Opening doors to education and coexistence

The idealistic partners want to give Arab women (and men, if they so choose) a new teaching career option while improving Arab education in Israel.

“I really want to create an Arabic-speaking [or bilingual] Waldorf school in the center of the country, in Ramleh or Jaffa,” Abu-Laban Altouree tells ISRAEL21c. The youngest of her three children must commute to attend a Hebrew-speaking Waldorf school.

In addition, the women decided to use Seeds as an opportunity for advancing coexistence.

“Our seminar is bilingual, and we make sure it’s 10 Jewish and 10 Arab women in each class,” Leshem-Gradus tells ISRAEL21c.

Seeds trainees learn how to use traditional craftsmanship to make “Fanus-Ramadan” lanterns.

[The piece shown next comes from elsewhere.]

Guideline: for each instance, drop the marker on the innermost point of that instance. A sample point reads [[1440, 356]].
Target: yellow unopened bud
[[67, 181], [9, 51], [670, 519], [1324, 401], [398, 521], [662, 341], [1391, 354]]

Photo: courtesy

Seeds has 20 women in their second year of the weekly four-year training seminar and 20 in the first year.

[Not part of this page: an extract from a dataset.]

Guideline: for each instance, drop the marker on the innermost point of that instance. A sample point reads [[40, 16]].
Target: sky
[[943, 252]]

“It has led to friendships we cannot even imagine between these women from different worlds– Muslim, Christian, Catholic, Jewish,” says Leshem-Gradus.

“Like me, many Israelis go through life without having relationships with ‘the other.’ This is a platform where we are not talking about the conflict but about how to build a better future for our children.”

Good hearts

Seeds participants learning to make a mat together using traditional craft techniques. This will be an educational tool in future careers in Waldorf-style schools. Photo: courtesy

The seminar receives up to 10 applicants for every seat available. Acceptance isn’t dependent on ability to pay.

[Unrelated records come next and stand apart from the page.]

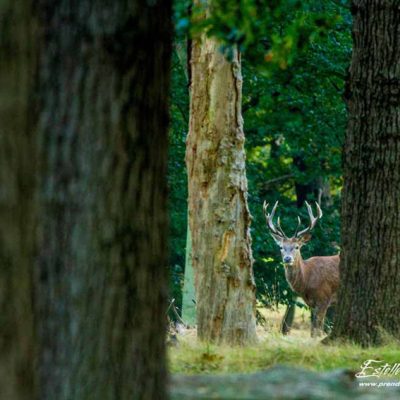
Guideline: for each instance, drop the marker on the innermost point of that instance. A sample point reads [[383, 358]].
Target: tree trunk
[[17, 166], [101, 276], [370, 258], [218, 213], [188, 292]]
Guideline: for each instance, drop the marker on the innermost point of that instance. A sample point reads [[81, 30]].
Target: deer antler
[[313, 220], [277, 230]]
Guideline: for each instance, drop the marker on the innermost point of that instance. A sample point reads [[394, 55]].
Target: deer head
[[290, 247]]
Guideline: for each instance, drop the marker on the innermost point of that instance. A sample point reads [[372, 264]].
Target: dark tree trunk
[[99, 278], [303, 193], [369, 300], [17, 166]]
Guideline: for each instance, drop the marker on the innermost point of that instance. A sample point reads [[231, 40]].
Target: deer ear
[[306, 237], [277, 238]]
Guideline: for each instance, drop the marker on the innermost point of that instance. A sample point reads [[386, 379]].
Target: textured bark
[[17, 164], [102, 135], [370, 259], [218, 213]]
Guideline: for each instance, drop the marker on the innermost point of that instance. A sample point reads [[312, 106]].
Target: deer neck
[[295, 274]]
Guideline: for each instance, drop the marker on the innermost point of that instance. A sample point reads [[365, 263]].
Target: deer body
[[316, 279]]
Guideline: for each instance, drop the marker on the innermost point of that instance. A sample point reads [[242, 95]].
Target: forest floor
[[298, 349], [295, 366]]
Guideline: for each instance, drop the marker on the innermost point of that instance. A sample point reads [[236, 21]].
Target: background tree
[[370, 261], [219, 217]]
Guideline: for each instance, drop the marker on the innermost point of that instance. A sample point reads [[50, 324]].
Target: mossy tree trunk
[[218, 213], [368, 299]]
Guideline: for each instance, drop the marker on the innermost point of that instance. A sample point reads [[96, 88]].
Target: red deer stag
[[316, 279]]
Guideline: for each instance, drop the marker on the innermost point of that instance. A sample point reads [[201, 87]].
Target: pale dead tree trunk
[[219, 217]]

“We want women to have this opportunity whether or not they can pay for their education. This year we had the first woman who could actually pay full tuition. Some cannot pay at all,” Leshem-Gradus tells ISRAEL21c.

The women range in ages from 20 to 50, most of them mothers, from Jaffa, Ramleh, Lod, Tira and even Rahat, a Bedouin city in the South. They each share their biographical stories as part of the seminar. And they learn to teach music and crafts that emphasize renewal and preservation of heritage traditions.

“They are incredible women with good hearts, who want change but have zero financial opportunities and no connection to the outside world,” Leshem-Gradus says. “This opportunity is changing those women’s lives and helping them change many more lives.”

Leshem-Gradus and Abu-Laban Altouree, both young mothers, volunteer their time to Seeds and scrape by on donations from friends and family. “We’ve managed to survive but we need more regular funding,” Leshem-Gradus says.

“I feel like alternative education is so important and can really change everything here. Like dropping a stone in the water, it can have deep ripple effects.”

Some of the Seeds students hope to establish regular or bilingual  anthroposophical preschools or elementary schools in Arab and mixed Arab-Jewish communities.

Ten of the current cohort are working full or part time in existing standard or Waldorf schools, which are recognized by the Education Ministry. One woman had job offers from three different Waldorf schools.

Graduates wanting to continue their higher education after the four-year seminar will have the credits from Seeds accepted by Beit Berl College in Kfar Saba.

“The end goal of the Seeds initiative is to enable these women to become agents of change, creating a positive lasting impact on the lives and minds of as many children and families as possible,” say the partners. “This way, we hope to create, for the first time within the Arab society, a real chance for equality and social mobility on a large scale.”